Hi Ilario, hi all,
On Sunday, 14 July 2024 16:03:52 CEST Ilario wrote:
> I just replicated the problem at my house connecting 2 LibreMesh
> devices (a YouHua WR1200JS and an old Ubiquiti NanoStation LoCo M2 XM
> with just 32 MB of RAM, I had to remove some stuff in order to have it
> working) running LibreMesh 2024.1-rc1 on OpenWrt 23 to the house
> commercial router, via their LAN ports.
> I observed these messages in the kernel logs (dmesg):
>
> [ 121.472686] batman_adv: bat0: Possible loop on VLAN -1 detected
> which can't be handled by BLA - please check your network setup!
>
> [ 117.539621] br-lan: received packet on bat0 with own address as
> source address (addr:d4:5f:25:eb:7e:ac, vlan:0)

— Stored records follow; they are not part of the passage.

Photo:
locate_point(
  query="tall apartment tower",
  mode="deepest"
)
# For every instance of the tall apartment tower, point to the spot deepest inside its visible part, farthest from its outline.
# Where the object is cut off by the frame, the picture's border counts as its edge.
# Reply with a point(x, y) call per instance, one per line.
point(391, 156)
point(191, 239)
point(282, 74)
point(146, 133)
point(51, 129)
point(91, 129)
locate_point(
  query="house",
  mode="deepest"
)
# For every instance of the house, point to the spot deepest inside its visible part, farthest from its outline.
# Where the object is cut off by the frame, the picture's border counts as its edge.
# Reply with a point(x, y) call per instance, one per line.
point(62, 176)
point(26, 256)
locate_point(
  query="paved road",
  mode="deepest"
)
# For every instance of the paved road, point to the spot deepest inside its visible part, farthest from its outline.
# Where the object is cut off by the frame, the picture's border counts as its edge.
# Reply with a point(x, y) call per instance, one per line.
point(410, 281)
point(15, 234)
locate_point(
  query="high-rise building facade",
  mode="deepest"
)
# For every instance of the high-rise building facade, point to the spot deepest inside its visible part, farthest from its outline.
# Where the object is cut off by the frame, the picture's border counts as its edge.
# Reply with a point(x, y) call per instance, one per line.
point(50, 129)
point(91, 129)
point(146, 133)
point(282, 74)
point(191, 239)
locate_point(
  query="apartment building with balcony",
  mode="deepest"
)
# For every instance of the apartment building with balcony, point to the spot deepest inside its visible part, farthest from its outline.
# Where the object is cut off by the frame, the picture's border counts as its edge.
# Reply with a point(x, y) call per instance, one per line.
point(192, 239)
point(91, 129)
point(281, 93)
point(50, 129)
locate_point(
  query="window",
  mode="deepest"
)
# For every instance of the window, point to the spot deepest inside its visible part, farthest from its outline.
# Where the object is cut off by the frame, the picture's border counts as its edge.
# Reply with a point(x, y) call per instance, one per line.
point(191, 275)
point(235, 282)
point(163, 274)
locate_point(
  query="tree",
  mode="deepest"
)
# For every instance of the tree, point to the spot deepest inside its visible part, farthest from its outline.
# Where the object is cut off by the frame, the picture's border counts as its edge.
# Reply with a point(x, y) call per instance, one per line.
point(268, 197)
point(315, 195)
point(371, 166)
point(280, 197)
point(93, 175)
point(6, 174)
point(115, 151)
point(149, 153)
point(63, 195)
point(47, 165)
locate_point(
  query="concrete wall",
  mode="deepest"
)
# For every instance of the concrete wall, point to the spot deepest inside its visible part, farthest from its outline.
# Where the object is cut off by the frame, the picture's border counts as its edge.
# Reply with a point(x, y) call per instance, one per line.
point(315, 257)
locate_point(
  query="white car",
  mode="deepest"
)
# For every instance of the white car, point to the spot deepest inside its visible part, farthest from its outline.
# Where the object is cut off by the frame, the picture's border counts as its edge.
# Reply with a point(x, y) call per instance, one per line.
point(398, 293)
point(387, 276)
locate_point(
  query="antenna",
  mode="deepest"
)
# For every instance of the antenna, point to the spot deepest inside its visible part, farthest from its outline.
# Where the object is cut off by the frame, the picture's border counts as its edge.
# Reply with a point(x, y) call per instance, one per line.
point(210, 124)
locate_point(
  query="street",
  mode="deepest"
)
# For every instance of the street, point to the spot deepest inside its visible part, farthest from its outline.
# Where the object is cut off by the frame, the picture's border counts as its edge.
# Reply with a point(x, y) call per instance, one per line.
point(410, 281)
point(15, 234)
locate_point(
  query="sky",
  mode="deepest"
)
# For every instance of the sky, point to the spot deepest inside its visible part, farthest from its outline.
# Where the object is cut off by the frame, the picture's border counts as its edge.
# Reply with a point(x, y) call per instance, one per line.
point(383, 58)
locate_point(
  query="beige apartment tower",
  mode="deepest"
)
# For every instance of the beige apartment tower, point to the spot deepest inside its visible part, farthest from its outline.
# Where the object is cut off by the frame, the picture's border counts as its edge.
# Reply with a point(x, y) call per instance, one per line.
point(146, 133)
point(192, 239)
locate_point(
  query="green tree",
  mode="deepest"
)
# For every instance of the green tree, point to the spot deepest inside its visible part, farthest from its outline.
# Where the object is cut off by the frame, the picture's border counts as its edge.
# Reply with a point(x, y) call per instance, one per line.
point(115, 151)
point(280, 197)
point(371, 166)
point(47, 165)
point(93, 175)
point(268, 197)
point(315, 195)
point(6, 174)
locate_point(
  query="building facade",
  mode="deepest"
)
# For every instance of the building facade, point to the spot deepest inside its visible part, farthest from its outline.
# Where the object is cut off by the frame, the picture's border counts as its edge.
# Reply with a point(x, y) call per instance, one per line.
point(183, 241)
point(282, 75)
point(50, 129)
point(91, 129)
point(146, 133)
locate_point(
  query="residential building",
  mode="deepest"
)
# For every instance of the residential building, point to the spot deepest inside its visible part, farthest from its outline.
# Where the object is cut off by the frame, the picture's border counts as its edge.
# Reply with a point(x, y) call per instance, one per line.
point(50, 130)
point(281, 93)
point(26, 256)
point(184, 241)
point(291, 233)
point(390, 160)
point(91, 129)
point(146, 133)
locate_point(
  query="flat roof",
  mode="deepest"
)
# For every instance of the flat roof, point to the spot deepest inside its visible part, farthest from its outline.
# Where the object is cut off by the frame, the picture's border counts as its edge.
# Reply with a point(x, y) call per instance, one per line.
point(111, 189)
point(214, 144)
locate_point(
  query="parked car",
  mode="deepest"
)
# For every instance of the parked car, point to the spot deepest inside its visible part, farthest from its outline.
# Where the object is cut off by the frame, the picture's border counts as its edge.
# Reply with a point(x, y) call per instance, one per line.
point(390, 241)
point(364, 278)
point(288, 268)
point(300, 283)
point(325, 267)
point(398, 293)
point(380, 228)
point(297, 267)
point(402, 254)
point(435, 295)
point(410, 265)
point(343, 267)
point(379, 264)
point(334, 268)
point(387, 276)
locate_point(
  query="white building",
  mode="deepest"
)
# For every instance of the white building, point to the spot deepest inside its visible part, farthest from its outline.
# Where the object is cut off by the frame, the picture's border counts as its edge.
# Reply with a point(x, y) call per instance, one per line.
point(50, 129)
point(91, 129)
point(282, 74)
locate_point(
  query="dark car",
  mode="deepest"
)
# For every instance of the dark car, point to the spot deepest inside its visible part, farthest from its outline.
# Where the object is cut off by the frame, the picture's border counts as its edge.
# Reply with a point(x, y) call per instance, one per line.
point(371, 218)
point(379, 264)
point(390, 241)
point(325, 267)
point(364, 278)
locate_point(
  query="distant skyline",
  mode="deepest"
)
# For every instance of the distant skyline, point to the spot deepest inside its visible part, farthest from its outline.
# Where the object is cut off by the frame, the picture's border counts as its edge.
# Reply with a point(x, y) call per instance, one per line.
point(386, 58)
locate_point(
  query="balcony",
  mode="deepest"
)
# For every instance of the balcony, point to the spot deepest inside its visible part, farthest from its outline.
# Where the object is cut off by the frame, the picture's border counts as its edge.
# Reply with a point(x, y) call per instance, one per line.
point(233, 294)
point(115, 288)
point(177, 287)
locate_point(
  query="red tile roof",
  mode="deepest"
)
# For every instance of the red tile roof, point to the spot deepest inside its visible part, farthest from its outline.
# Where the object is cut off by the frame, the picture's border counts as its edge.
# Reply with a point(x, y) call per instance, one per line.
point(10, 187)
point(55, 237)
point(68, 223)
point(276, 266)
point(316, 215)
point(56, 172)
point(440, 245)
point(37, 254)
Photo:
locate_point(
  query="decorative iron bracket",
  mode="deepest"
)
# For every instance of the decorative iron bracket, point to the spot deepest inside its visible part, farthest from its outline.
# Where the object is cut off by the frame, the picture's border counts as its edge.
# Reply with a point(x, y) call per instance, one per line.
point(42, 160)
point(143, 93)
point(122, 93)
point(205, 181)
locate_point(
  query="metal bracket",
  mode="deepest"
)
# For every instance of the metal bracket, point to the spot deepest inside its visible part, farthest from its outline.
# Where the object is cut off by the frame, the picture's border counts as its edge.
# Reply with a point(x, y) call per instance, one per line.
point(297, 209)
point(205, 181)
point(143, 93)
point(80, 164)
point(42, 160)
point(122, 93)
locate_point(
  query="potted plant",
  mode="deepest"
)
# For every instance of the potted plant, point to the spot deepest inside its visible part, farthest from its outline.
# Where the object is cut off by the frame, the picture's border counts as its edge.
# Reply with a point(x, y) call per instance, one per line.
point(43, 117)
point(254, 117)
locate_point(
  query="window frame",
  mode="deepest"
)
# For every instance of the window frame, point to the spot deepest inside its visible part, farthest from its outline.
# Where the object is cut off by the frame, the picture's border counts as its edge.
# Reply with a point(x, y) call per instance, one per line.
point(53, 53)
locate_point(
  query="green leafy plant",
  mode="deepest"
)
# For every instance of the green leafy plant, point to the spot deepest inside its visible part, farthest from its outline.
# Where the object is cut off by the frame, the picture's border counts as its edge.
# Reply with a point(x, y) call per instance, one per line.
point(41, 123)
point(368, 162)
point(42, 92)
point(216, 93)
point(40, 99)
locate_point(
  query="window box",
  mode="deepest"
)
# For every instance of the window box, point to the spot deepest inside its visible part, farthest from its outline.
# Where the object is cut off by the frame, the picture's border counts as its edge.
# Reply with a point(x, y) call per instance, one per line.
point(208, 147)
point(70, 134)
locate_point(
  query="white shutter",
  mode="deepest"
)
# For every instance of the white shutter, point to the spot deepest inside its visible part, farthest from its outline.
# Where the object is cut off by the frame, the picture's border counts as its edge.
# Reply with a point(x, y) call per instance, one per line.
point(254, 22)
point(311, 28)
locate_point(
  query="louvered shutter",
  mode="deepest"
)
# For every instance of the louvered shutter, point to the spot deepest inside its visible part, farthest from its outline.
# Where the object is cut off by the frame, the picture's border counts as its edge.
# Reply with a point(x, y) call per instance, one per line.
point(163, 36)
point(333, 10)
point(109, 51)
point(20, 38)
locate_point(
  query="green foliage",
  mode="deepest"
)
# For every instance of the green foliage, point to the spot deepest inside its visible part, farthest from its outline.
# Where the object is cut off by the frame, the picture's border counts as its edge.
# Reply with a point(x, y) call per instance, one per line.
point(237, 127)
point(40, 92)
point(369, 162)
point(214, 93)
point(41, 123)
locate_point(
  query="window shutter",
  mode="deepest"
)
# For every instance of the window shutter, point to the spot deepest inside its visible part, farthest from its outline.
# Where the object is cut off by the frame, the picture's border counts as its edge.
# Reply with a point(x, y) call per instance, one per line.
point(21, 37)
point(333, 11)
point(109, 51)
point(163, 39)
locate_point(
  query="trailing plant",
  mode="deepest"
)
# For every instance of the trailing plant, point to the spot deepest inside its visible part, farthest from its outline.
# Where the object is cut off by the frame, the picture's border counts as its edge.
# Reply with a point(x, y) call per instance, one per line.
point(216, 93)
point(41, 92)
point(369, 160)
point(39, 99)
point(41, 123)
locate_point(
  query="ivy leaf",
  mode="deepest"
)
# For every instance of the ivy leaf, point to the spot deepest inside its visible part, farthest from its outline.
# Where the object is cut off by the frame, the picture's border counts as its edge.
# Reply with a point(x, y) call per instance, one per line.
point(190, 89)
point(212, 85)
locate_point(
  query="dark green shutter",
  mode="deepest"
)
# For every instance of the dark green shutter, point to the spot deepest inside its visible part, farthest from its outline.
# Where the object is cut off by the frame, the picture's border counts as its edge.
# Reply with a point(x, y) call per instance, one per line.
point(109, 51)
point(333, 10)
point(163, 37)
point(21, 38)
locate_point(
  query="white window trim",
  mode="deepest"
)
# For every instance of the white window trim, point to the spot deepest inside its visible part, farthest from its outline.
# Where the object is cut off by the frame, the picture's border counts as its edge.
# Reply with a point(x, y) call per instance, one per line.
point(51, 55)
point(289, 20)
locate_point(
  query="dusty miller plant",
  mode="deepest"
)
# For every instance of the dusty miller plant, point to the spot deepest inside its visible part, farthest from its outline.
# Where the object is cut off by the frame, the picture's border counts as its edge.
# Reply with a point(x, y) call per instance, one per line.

> [ 117.555507] br-lan: received packet on bat0 with own address as
> source address (addr:d4:5f:25:eb:7e:ac, vlan:0)
> [ 117.566445] br-lan: received packet on bat0 with own address as
> source address (addr:d4:5f:25:eb:7e:ac, vlan:0)
> [ 118.340415] mt7530-mdio mdio-bus:1f: port 1 failed to delete
> dc:9f:db:37:28:a9 vid 0 from fdb: -2
> [ 122.441546] net_ratelimit: 1011 callbacks suppressed
>
> [ 113.499078] br-lan: received packet on eth0 with own address as
> source address (addr:dc:9f:db:37:28:a9, vlan:0)
> [ 113.512276] br-lan: received packet on eth0 with own address as
> source address (addr:dc:9f:db:37:28:a9, vlan:0)
> [ 113.524799] br-lan: received packet on eth0 with own address as
> source address (addr:dc:9f:db:37:28:a9, vlan:0)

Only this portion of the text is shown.